Dejean C(1), Arbuthnott G, Wickens JR, Le Moine C, Boraud T, Hyland BI.

Author information:
(1)Department of Anatomy and Structural Biology, School of Medical Sciences,
University of Otago, Dunedin 9054, New Zealand.

Modulation of oscillatory activity through basal ganglia-cortical loops in
specific frequency bands is thought to reflect specific functional states of
neural networks. A specific negative correlation between beta and gamma sub-bands
has been demonstrated in human basal ganglia and may be key for normal basal
ganglia function. However, these studies were limited to Parkinson’s disease
patients. To confirm that this interaction is a feature of normal basal ganglia,
we recorded local field potential (LFP) from electrodes in globus pallidus (GP)

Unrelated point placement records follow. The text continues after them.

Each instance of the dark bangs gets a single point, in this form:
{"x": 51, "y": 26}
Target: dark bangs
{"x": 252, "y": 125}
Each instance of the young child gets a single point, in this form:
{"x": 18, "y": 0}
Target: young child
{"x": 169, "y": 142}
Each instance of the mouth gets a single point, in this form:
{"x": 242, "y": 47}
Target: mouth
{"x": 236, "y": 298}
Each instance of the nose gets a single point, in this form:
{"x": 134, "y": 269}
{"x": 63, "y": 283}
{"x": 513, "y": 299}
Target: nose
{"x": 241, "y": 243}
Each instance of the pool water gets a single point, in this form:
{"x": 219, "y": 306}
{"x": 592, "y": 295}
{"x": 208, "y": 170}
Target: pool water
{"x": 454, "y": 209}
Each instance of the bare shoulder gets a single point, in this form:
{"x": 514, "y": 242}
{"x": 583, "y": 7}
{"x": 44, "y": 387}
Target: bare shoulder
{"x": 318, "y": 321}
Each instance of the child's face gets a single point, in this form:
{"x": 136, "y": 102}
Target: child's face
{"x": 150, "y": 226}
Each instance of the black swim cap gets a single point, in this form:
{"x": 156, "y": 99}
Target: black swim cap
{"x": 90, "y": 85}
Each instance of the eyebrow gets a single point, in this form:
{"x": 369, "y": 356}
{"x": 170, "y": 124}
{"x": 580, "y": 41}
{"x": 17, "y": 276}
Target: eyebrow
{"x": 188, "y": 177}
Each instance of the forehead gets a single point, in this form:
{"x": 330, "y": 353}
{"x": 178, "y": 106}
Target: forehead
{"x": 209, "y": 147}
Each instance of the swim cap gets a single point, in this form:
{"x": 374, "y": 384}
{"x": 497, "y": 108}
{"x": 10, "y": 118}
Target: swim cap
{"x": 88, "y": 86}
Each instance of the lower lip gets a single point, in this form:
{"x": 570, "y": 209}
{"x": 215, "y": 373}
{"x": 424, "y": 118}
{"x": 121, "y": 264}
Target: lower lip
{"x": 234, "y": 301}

of intact rats. We found significant negative correlation between specific
frequencies within gamma (≈ 60 Hz) and beta (≈ 14 Hz) bands. Furthermore, we show
that fluctuations in power at these frequencies are differentially nested within
slow (≈ 3 Hz) oscillations in the delta band, showing maximum power at distinct
and different phases of delta. These results suggest a hierarchical organization
of LFP frequencies in the rat GP, in which a low-frequency signal in the basal
ganglia can predict the timing and interaction of power fluctuations across
higher frequencies. Finally, we found that dopamine D(1) and D(2) receptor
antagonists differentially affected power in gamma and beta bands and also had
different effects on correlation between them and the nesting within delta,
indicating an important role for endogenous dopamine acting on direct and
indirect pathway neurons in the maintenance of the hierarchical organization of
frequency bands. Disruption of this hierarchical organization and subsequent
disordered beta-gamma balance in basal ganglia disorders such as Parkinson’s
disease may be important in the pathogenesis of their symptoms.